Regardless what you call it, it's bug poo, it's sticky, and it gets all over my truck - every day.

So, instead of cutting your, or your neighbor's, pecan tree down, you can simply treat the tree to help prevent the aphids from causing that sticky mess.

One method is to plant cover crops around the base of your tree. Clover, alfalfa, sainfoin, and hairy vetch are options to plan as these help support a variety parasitoid and predator species that can help reduce your aphid population.

Parasitoids and predator species are known as “beneficials” because they consume the insects that do damage in your orchard. In this case, as the cover crop blooms throughout the season, aphids will increasingly draw lady beetles. If you get a buildup of your targeted pest, you can also cut your cover crop and drive the beneficials into the trees and surrounding area. [Noble Research Institute]

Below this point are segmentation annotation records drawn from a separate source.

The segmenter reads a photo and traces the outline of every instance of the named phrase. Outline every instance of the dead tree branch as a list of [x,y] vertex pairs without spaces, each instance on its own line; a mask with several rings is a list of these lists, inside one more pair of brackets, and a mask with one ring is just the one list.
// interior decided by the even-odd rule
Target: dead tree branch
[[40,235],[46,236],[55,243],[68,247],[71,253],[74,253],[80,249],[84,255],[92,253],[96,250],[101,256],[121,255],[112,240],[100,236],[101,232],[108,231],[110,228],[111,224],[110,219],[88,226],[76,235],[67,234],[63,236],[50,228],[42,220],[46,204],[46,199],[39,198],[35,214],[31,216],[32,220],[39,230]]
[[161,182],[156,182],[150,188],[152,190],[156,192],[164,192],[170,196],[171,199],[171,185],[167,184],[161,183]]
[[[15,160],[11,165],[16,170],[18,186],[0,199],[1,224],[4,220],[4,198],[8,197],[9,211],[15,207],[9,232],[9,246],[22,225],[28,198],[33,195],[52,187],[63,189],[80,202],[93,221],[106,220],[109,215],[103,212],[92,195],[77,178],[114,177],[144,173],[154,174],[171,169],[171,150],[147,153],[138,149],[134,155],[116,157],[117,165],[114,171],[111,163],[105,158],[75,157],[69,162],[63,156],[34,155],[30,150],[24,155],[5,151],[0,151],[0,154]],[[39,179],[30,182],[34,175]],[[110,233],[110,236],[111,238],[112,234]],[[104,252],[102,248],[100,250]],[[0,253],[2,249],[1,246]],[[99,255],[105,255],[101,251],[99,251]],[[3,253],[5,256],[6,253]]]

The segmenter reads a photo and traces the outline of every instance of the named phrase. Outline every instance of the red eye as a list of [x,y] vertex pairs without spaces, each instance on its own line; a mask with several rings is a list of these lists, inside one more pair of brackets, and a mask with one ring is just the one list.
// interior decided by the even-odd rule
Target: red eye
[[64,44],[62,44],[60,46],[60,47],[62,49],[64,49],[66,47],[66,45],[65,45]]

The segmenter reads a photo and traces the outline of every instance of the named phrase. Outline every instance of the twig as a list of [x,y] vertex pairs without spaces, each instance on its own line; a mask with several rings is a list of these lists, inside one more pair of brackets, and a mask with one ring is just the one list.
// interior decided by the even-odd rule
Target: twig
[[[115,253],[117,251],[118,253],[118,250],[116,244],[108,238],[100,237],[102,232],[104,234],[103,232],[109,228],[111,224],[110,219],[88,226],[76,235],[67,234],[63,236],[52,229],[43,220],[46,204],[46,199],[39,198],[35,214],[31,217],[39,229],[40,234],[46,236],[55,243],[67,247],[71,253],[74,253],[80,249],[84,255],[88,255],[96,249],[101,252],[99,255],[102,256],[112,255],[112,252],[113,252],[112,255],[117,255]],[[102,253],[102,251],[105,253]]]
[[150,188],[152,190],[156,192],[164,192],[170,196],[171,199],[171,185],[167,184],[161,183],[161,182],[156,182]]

Another method is to spray the tree with neem oil or insecticidal soaps, but you'll have to, basically, spray the entire tree's foliage as it's mainly beneficial when it comes in contact with the aphids. The upside to this is that it won't harm beneficial insects.

You can also use a systemic pesticide to control your local aphid population, but some pesticides can also kill your beneficial insects, so choose one that contains Imadacloprid. Products with Imadacloprid will kill the aphids, but won't harm your local pollinators like bees, hummingbirds, and butterflies. Just be very careful when choosing an pesticide for controlling aphids, as many can do more harm than good.

Once you've eradicated those aphids, and their sticky poo, you'll want to consider some preventative maintenance. One way to prevent aphids from returning is my employing beneficial bugs, like lady beetles and lacewings, as they love to dine on aphids.

If, after all of your research, you've found that nothing works, then just park a little further away from that pecan tree.